Tonight, as Chelsea’s Brazilians teased Spurs, they could have done with their own. They did not even have Dembélé either, a more attacking midfielder but a very good athlete and one not averse to some physical contact where necessary.
Spurs’ weary legs struggled to cope with Chelsea’s brisker movement. Juan Mata and Eden Hazard were drifting into areas Sandro usually considers his personal property, skipping past Huddlestone and creating chances.
There was never enough of a challenge and soon enough Chelsea were ahead. Parker was too slow to react to Oscar’s meeting Gary Cahill’s flick at the far post.
It took a rare counter-attack and a brilliant finish from Emmanuel Adebayor to send Tottenham level but soon enough Chelsea were back ahead, the goal coming through that same empty space. Ramires started a move in his own half and darted forward. Torres had the ball on the right, Oscar and Ramires both broke past their absent markers, Torres picked out the latter and he stabbed the ball past Hugo Lloris. Sandro could only look on from the Spurs bench.
It needed some good fortune to keep the game alive into the second half. Another unchallenged break early in the second half ended with Ramires slipping when he could have made it 3-1.

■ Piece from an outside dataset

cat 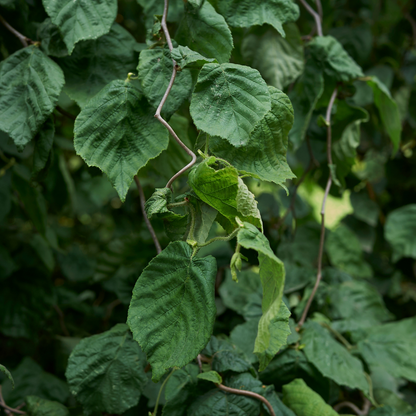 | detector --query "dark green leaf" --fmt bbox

For much of this season Spurs have stayed in games and relied on Bale to make the difference, but tonight he was just a mortal, shifting from left wing to right but without much of an impact. But Spurs – whose competitive character is not in doubt – continued to push and push. Villas-Boas threw on Sigurdsson and Dempsey, the best that he had, and Spurs on empty legs started to force corners and create pressure.

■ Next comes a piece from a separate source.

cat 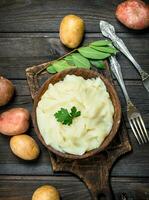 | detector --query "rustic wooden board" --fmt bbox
[26,57,131,200]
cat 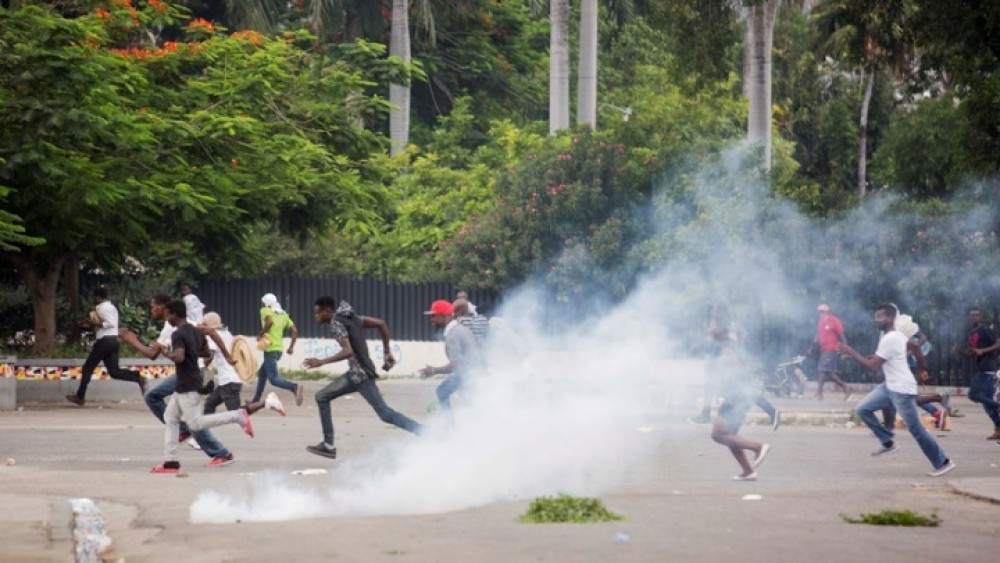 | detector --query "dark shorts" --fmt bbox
[818,350,840,373]
[717,395,752,433]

Hanging on in the game, Spurs were going to need luck and they got it. With 10 minutes left, Benoît Assou-Ekotto clipped a left-wing cross down to Adebayor, who was offside. But play went on, Adebayor back-heeled the ball to Sigurdsson and the substitute finished into the far bottom corner. On the balance of play it might not have been deserved but on the balance of character it certainly was.